Mr DEAN - I think you have answered the question for me. With respect, I was trying to determine the most disadvantaged. You said that could be determined by the introduction of a health card.
Ms WRIEDT - I was using that as an example. I am asking the Online Access Centre Advisory Board to make a recommendation on that.
Mr DEAN - It just seems to be a very difficult area for you to manage. I would be interested to see how it works. A lot of people are disadvantaged but how do you select the most disadvantaged?
Ms GASKELL - We would be looking at some criteria there. It is about supplementing the money back to the access centre. In essence, there are likely to be more people coming into the centre who meet that criteria. In the end, it is about the revenue streams that generate the income that is used for additional things. It is about tweaking the incomes that come in subsequent to that regime coming in. In the end, a lot of the emphasis changed away from using IT to much broader reasons of access to government education and training and things like that. Centres across the board are really determined to best service the local communities in that regard.
Mr DEAN - I do not disagree with that. I think it is great for it to be free to these people to access.

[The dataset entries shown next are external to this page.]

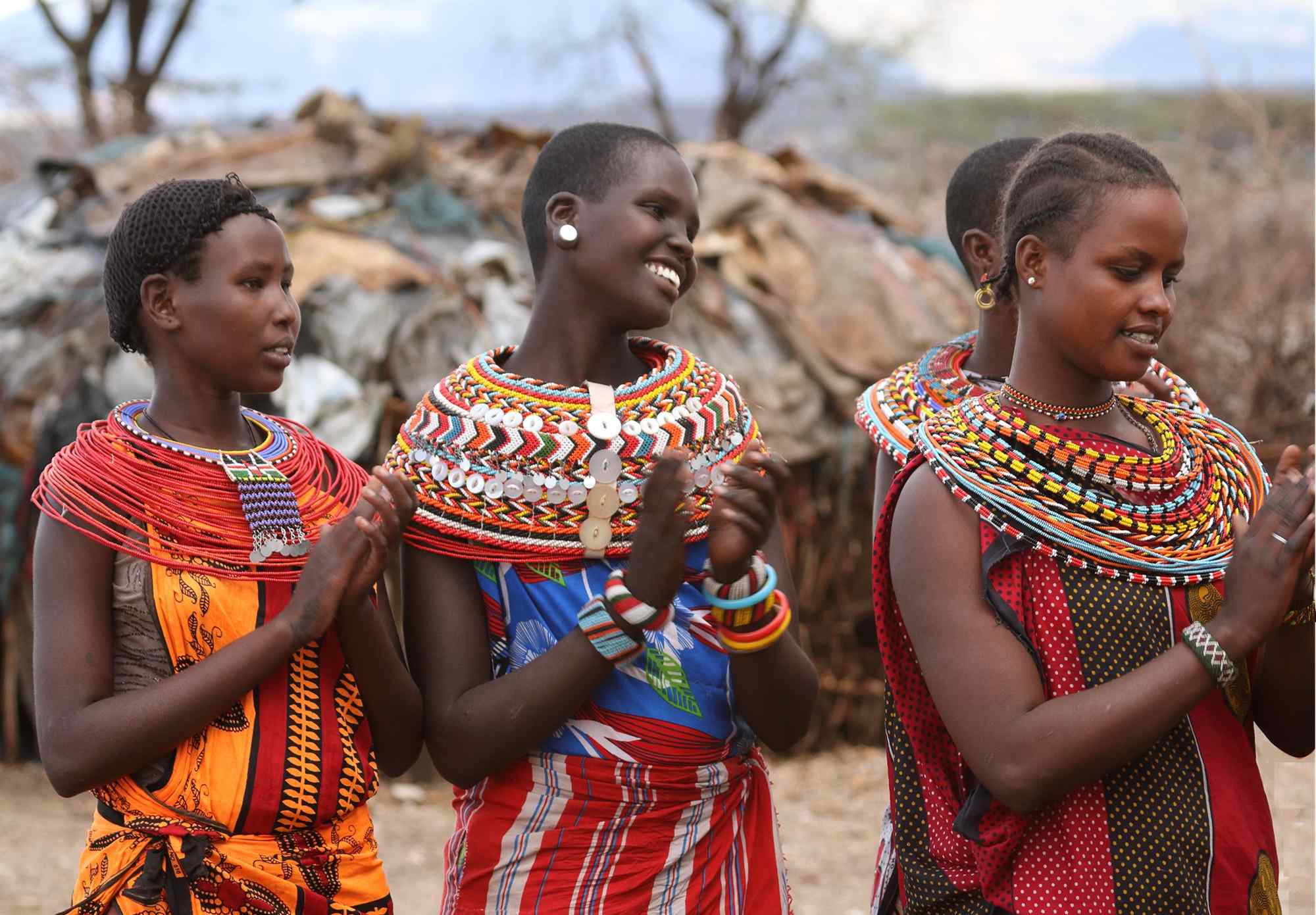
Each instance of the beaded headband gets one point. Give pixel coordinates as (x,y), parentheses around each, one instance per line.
(506,467)
(892,410)
(1161,520)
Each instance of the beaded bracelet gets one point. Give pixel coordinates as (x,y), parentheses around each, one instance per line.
(748,643)
(631,608)
(743,587)
(1307,614)
(607,638)
(1210,653)
(757,597)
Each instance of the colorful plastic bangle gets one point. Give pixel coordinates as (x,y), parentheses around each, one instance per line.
(759,597)
(780,605)
(736,646)
(631,608)
(607,638)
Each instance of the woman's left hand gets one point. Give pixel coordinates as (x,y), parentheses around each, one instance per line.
(744,512)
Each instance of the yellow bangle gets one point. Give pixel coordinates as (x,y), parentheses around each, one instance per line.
(751,647)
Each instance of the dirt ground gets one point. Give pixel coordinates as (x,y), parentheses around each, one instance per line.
(828,808)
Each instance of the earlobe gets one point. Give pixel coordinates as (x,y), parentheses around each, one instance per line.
(1031,257)
(159,305)
(561,213)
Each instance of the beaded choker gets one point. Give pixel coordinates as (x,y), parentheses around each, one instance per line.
(1057,410)
(1163,520)
(507,467)
(892,410)
(245,514)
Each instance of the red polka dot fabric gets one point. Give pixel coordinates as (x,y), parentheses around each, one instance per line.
(1181,829)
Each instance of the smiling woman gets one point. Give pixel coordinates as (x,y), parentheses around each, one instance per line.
(599,613)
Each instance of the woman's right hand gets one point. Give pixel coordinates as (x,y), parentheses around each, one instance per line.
(334,574)
(659,551)
(1268,556)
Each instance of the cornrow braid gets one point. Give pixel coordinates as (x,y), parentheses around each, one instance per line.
(163,232)
(1061,185)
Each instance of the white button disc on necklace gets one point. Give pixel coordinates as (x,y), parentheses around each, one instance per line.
(605,426)
(595,533)
(603,501)
(606,466)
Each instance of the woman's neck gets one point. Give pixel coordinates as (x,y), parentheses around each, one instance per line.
(568,343)
(188,412)
(994,349)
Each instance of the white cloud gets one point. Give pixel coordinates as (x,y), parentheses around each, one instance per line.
(1039,45)
(342,20)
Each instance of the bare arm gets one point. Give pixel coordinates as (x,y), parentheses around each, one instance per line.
(776,688)
(1027,751)
(474,725)
(89,735)
(477,725)
(1284,700)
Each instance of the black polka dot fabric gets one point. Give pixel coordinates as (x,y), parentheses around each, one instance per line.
(1177,830)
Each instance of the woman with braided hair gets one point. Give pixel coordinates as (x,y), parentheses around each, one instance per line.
(1135,597)
(598,608)
(230,726)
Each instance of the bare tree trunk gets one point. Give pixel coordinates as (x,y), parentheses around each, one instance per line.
(81,51)
(138,83)
(634,34)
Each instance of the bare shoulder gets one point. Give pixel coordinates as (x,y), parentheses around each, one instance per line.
(934,551)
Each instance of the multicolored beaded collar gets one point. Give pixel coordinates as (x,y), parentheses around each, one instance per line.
(892,410)
(1163,520)
(251,513)
(507,467)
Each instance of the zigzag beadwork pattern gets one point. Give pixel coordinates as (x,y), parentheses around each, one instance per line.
(502,462)
(893,409)
(1159,520)
(302,764)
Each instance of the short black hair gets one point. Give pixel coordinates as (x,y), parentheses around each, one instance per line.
(586,159)
(163,232)
(977,188)
(1060,187)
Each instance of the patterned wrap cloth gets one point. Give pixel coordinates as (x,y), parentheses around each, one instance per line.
(1184,828)
(892,409)
(264,810)
(652,797)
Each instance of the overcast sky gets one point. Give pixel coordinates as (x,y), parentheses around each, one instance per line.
(432,54)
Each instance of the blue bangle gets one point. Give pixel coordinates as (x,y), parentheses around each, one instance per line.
(740,604)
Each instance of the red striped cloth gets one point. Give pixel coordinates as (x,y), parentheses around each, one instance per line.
(572,834)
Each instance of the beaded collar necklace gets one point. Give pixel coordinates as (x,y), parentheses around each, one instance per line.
(892,410)
(1057,410)
(507,467)
(268,501)
(244,513)
(1163,518)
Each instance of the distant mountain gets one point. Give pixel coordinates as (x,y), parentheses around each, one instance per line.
(1171,57)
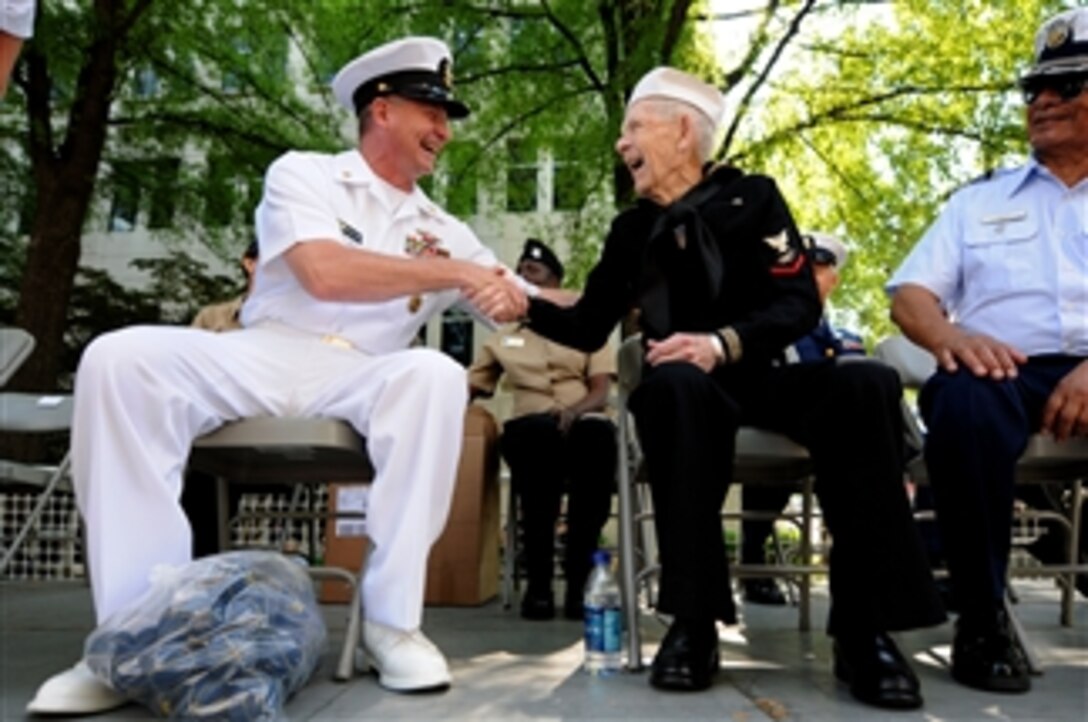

Ms WRIEDT - I will look forward to the board giving us some advice.
CHAIR - People continue to make comment about the system of online access centres, which certainly has ensured their stability for the long term, and the paperwork process to access money. The suggestion was made that it could somehow be tagged to the responsibility of an annual report. So no annual report with benchmarks met, et cetera, means no money rather than a continuing process of accessing money by doing submissions. Would you like to make a comment on that.
Ms WRIEDT - Basically under the new funding requirement we require that the centres provide any activity that falls outside of the agreed framework. There is an agreed framework. We say, 'Okay, this is an online access centre and this is what you do.' Anything that falls outside that, particularly entrepreneurial ventures, we want a very straightforward business plan to be presented so that we can have some assurance it will work. Given that the State Government now thoroughly funds online access centres and we have a large investment across that entire network, in terms of accountability it is a way of ensuring that we are not entering into ventures that would put their viability at risk. Sometimes people get very entrepreneurial and very excited about things and will make decisions as committees to put large sums of money into projects that could threaten the long-term viability of the whole centres.
It is quite a straightforward thing that they are being asked. It is not that onerous. I have a sample here. Each of those is a business case as presented. They are really only being asked to write a third of a page in order to justify what they want to do inside their framework. Within the context of the money we are providing them, I do not think that is too much to ask. It is giving us, as the provider of large sums of public money, the accountability requirements that we need before it is too late. If you were to do it at the end of the year when they have already entered into an arrangement and there were any problems, it would be too late and we would be required to bail out those centres to save them going under. I guess we are trying to prevent that.